ADRs associated with an ACEi showed similar results to ADRs to either an ACEi or ARB (online suppl. Fig. 1a, b). Among ADRs related to ACEis, angioedema, hyperkalemia, peripheral edema, and AKI were associated with higher odds of drug discontinuation (online suppl. Fig. 2). ADRs associated with an ARB were most commonly due to cough, general symptoms, allergic reactions, gastrointestinal symptoms, or angioedema (online suppl. Fig. 3a). A higher proportion of patients in the current user group had an ADR related to cough, general symptoms, gastrointestinal symptoms, and cardiovascular symptoms (online suppl. Fig. 3b). Among ADRs related to ARBs, angioedema and hyperkalemia were associated with higher odds of treatment discontinuation (online suppl. Fig. 4).
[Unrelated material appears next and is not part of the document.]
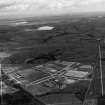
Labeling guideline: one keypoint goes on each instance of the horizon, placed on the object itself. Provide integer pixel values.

ADR types were also evaluated across subgroups by CKD stage and diabetes mellitus status. More advanced stages of CKD were associated with lower rates of ADRs for cough, angioedema, and general symptoms but higher rates of ADRs for hyperkalemia, AKI, hypotension, and unspecified reasons (Fig. 5a; online suppl. Table 4). Individuals with diabetes mellitus were less likely to have an ADR related to cough, angioedema, or allergic reaction and more likely to have an ADR for hyperkalemia or hypotension (Fig. 5b; online suppl. Table 5). There was no difference in documented ADRs for AKI based on diabetes status.

Fig. 5.

Proportion of documented ADRs by CKD stage (a) and diabetes status (b). These data are also displayed in online supplementary Tables 4 and 5. *p < 0.05 for the comparison. ACEi, angiotensin-converting enzyme inhibitor; ADR, adverse drug reaction; ARB, angiotensin receptor blocker; CKD, chronic kidney disease.

Fig. 5.

Proportion of documented ADRs by CKD stage (a) and diabetes status (b). These data are also displayed in online supplementary Tables 4 and 5. *p < 0.05 for the comparison. ACEi, angiotensin-converting enzyme inhibitor; ADR, adverse drug reaction; ARB, angiotensin receptor blocker; CKD, chronic kidney disease.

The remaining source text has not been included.